I find there is an epidemic of adopting senseless processes. It worries me. The lack of thought, the lack of design and lack of any reason behind activities which are being done every single day, really worries me.

meme

What do you think?

4 Replies to “The Indian Toilet Syndrome & An Epidemic of Senseless Actions”

  1. Nice perspective on squat vs western toilet from hygiene perspective. And I agree that most people are not fully aware on how to use western toilets. I have come across many instances in my office where guys would pee with seats down.

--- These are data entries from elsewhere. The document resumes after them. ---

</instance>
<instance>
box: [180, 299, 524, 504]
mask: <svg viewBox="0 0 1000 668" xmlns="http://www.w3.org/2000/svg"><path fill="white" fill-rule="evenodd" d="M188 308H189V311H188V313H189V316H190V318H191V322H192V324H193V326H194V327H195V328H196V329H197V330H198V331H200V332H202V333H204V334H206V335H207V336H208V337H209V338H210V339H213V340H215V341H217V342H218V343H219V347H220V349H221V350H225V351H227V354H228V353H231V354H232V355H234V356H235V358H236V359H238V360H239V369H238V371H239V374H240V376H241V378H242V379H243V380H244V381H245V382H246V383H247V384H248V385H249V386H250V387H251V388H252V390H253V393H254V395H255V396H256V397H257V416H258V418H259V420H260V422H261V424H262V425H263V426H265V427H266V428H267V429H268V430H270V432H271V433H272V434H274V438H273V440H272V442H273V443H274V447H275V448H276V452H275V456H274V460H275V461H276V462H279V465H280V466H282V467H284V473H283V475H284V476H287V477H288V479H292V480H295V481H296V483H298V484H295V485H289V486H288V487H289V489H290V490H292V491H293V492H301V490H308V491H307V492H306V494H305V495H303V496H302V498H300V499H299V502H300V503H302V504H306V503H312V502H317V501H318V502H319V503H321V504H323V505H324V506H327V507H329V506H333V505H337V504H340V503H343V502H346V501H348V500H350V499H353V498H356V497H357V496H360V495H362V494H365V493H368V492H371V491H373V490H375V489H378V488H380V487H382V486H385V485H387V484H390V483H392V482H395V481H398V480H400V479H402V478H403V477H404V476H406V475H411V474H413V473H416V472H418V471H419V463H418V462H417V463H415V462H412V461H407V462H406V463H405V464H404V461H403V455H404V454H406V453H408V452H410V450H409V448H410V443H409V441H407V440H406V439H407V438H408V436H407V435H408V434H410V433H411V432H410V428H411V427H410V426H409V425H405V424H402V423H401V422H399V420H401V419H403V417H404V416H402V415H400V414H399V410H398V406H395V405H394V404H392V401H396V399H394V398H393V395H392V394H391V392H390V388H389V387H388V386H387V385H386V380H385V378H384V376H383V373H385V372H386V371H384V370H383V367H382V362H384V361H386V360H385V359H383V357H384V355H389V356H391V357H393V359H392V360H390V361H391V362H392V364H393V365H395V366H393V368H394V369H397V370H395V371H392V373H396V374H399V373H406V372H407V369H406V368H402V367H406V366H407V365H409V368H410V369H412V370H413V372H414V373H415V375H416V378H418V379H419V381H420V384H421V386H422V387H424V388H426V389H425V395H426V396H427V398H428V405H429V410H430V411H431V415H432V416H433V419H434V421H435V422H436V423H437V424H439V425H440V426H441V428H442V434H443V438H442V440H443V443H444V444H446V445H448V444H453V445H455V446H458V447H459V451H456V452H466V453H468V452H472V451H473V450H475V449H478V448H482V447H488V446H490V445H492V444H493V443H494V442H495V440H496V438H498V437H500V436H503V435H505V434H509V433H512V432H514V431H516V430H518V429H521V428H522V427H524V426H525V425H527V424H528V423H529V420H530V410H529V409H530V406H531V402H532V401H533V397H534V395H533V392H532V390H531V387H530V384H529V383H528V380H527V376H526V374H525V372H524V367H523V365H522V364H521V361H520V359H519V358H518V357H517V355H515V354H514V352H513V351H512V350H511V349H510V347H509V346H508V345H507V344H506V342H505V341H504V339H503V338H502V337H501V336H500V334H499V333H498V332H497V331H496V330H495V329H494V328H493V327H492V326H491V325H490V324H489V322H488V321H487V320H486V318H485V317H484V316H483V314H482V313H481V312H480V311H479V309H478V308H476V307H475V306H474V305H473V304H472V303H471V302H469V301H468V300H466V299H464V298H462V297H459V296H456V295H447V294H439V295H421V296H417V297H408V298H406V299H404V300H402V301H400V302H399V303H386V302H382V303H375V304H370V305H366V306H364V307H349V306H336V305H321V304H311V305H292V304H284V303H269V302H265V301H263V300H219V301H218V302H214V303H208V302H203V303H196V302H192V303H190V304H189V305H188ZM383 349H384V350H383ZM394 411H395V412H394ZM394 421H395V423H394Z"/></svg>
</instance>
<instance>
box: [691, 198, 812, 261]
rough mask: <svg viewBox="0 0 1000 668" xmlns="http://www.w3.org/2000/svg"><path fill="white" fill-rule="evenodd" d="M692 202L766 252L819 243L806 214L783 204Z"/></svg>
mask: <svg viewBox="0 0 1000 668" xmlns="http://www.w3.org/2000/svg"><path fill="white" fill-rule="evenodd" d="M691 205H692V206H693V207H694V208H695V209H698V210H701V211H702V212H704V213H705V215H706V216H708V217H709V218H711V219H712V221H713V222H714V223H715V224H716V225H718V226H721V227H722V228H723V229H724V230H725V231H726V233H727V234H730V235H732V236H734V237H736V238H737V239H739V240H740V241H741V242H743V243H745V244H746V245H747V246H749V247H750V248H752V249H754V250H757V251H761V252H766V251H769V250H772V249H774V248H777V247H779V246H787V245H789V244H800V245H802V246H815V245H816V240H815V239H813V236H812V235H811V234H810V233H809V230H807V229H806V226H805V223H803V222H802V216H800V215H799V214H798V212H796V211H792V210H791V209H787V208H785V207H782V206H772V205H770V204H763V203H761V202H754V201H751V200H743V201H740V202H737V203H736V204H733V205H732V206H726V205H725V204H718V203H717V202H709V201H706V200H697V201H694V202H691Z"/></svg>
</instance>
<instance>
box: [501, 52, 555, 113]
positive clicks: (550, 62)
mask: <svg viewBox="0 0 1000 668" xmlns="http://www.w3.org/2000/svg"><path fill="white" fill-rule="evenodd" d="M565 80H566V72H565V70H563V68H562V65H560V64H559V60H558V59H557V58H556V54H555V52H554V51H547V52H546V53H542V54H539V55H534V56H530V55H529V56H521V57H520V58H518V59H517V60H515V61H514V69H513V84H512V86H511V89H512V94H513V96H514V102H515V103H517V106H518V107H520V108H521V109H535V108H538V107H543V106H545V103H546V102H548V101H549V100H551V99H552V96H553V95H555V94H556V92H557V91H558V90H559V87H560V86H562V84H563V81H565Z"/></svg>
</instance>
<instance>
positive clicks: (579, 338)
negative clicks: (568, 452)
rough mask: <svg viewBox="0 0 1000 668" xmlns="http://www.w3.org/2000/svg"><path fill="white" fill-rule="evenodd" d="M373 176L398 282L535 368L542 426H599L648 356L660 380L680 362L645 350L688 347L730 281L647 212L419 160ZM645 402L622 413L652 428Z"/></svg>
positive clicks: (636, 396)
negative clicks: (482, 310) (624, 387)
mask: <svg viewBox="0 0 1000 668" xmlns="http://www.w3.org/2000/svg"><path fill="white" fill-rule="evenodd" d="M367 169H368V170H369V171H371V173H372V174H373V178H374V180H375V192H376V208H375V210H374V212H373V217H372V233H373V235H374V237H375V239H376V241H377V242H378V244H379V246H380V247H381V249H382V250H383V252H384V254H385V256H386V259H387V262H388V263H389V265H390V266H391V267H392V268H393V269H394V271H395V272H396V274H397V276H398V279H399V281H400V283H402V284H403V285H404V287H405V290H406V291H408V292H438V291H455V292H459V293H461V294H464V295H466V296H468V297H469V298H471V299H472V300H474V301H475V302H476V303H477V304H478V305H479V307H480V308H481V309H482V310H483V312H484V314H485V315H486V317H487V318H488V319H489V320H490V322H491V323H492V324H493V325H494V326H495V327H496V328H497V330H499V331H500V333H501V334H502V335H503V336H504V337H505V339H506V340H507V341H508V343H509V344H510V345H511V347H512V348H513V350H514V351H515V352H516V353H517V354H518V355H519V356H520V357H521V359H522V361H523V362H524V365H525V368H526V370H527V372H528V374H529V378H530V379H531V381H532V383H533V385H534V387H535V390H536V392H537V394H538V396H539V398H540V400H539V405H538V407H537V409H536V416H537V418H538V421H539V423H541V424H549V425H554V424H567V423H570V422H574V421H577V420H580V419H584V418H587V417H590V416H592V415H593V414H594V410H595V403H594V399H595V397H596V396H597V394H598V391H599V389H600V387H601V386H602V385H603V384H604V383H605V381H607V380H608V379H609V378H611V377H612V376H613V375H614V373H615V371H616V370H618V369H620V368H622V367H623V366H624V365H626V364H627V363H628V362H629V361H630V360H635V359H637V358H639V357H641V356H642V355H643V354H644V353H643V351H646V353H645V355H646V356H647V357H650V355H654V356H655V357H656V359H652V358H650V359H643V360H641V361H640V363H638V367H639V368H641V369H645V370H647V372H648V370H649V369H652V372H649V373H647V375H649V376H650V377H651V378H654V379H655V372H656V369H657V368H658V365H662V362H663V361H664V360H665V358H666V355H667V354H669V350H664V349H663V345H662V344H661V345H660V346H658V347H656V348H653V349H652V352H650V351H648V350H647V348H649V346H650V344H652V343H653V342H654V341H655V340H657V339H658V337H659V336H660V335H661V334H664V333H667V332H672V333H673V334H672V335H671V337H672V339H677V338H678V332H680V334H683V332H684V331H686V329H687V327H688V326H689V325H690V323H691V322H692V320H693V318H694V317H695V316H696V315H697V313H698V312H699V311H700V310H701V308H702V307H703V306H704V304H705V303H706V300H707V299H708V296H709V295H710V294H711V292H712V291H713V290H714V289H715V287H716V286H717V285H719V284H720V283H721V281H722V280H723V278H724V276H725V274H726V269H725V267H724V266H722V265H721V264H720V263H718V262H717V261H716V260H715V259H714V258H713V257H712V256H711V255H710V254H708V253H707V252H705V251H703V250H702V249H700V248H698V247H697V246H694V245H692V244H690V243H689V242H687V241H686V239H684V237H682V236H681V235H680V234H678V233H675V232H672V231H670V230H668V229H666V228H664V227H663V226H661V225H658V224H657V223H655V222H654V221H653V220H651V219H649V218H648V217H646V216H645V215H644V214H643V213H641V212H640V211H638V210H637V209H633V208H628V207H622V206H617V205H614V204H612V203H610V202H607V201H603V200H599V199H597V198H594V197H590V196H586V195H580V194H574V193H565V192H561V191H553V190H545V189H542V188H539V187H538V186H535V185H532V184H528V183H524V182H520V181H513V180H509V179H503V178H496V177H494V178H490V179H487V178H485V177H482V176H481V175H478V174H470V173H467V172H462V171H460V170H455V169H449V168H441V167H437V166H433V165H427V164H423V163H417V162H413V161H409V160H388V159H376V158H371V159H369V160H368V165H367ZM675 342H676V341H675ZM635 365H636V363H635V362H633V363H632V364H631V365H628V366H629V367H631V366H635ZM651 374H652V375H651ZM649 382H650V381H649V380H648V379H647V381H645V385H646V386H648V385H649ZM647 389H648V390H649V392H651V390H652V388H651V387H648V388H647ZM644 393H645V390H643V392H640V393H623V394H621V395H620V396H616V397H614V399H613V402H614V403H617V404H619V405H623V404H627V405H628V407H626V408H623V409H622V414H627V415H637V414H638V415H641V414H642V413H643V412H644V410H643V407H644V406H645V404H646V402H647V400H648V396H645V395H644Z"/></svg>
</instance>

    1. Ya, it is gross. The seat should be completely dry you know. Otherwise women (and men) can easily contract urinary infection. & the big problem is that a large number of people don’t know only how to use. If they knew then toilet roll would be there in all toilets because they are essential to dry seat afterwards.

  2. Really good writing. Now Americans says, “In the US we are slowly beginning to accept the Indian toilet as the natural way of doing business”. Why don’t Indian urban crowd understand?

    1. It’s not just indian urban crowd. Even in Indian small towns and villages urban toilets are making entry. It’s the consequence of colonial forces having broken our culture and pride.